The changing colors drive billions of dollars in “leaf peeping” tourism in Canada and the United States.Credit Ian Willms for The New York Times
Worse? Scientists say that in the longer term the warming temperatures could threaten cold-weather hardwoods like the blazing maples, pushing their southern border north and narrowing the band in which they can survive between the temperate and circumpolar boreal forests.
More southern — and less colorful — species like oaks and hickories may march north, eventually replacing the maples and other exhibitionists. Some scientists also say that the mechanism that makes leaves red may not work as efficiently in much warmer weather, eventually dulling those colors.
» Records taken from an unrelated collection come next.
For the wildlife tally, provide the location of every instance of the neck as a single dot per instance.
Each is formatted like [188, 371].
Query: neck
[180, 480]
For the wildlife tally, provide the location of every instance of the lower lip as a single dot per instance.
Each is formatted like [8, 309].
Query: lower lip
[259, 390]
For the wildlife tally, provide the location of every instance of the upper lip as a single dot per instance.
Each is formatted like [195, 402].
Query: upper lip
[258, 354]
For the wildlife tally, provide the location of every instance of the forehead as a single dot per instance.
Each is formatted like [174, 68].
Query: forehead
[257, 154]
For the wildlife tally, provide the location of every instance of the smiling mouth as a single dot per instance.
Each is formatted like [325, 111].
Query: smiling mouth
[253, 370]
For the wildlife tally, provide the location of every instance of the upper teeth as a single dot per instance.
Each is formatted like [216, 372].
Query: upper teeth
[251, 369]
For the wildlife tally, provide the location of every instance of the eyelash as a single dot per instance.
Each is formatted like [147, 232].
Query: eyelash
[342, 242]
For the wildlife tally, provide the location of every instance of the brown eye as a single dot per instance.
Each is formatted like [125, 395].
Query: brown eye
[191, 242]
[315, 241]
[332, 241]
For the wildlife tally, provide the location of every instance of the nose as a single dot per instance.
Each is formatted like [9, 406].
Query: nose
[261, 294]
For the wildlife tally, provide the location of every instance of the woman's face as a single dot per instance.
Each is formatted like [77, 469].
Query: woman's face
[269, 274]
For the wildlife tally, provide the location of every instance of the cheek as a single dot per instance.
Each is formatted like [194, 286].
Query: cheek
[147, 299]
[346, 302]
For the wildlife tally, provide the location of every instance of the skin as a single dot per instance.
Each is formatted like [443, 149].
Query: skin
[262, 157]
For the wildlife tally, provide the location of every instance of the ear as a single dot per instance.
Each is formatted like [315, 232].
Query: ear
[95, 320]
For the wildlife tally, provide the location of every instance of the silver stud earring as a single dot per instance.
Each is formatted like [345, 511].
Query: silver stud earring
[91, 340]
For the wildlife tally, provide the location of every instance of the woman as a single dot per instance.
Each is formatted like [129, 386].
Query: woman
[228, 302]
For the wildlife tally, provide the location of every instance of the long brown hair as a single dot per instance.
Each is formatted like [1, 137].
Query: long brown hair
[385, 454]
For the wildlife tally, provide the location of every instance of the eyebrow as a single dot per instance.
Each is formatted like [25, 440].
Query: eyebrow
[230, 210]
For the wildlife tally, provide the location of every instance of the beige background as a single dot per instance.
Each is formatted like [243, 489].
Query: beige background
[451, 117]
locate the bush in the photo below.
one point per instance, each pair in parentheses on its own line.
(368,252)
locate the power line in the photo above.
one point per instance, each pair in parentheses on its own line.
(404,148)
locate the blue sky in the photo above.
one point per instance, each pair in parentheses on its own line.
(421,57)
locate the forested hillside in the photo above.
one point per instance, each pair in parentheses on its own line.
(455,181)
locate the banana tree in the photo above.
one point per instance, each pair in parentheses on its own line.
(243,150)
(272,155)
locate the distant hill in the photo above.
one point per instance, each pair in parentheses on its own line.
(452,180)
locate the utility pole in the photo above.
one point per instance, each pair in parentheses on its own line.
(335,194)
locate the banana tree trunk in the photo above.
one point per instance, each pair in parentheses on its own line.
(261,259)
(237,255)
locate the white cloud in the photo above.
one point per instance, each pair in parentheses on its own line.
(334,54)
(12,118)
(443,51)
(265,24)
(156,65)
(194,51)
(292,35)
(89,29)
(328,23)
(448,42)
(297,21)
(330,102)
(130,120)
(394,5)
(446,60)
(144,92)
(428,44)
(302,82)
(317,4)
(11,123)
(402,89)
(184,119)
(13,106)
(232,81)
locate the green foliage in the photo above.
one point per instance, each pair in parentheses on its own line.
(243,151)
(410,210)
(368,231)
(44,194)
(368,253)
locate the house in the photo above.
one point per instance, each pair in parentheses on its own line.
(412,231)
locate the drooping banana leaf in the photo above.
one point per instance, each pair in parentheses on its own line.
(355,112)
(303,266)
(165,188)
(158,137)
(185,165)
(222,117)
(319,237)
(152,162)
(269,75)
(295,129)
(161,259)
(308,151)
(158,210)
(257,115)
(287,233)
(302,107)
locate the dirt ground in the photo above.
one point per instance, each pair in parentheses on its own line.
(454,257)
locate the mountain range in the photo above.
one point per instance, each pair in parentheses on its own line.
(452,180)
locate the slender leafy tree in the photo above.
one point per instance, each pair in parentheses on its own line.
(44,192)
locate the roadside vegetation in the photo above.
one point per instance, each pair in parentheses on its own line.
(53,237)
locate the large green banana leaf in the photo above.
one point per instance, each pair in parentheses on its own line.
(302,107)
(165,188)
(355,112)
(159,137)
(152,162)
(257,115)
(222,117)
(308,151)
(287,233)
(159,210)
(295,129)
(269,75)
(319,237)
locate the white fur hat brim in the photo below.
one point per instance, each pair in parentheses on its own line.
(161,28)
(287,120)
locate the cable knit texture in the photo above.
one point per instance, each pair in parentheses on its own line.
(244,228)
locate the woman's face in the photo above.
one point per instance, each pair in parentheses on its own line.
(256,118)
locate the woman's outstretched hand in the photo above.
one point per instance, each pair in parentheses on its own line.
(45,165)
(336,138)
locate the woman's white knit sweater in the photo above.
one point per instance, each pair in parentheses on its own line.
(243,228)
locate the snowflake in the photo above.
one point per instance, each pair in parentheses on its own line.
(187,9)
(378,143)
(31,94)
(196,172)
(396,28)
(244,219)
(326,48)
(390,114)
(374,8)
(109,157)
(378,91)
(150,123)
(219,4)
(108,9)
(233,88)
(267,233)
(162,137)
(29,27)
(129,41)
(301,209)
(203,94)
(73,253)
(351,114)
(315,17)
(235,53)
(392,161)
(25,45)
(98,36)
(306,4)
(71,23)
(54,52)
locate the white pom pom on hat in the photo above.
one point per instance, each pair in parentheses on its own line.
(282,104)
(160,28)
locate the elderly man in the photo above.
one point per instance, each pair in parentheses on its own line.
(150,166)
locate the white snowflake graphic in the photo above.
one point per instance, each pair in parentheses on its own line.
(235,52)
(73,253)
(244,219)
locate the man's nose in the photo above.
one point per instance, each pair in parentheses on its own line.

The scientific term for the color change is leaf senescence, when deciduous trees pack up their summer clothes and prepare to sleep naked through the long frigid winter. The green chlorophyll in the leaves breaks down, disappearing to reveal the yellow carotenoid pigments underneath. Those pigments break down more slowly, until the leaves eventually turn brown.
The real magic comes from the trees, maples among them, that produce a compound called anthocyanin as the chlorophyll disappears.
Anthocyanin is the pigment that makes cranberries red and blueberries blue, among other things. Its role in autumn leaves is not well understood, but current theories suggest that some trees have evolved to produce it to protect their leaves from the damaging effects of intense sunlight while the chlorophyll breaks down — the red pigment absorbs wavelengths in the green region of the spectrum that would otherwise be reflected by the disappearing chlorophyll.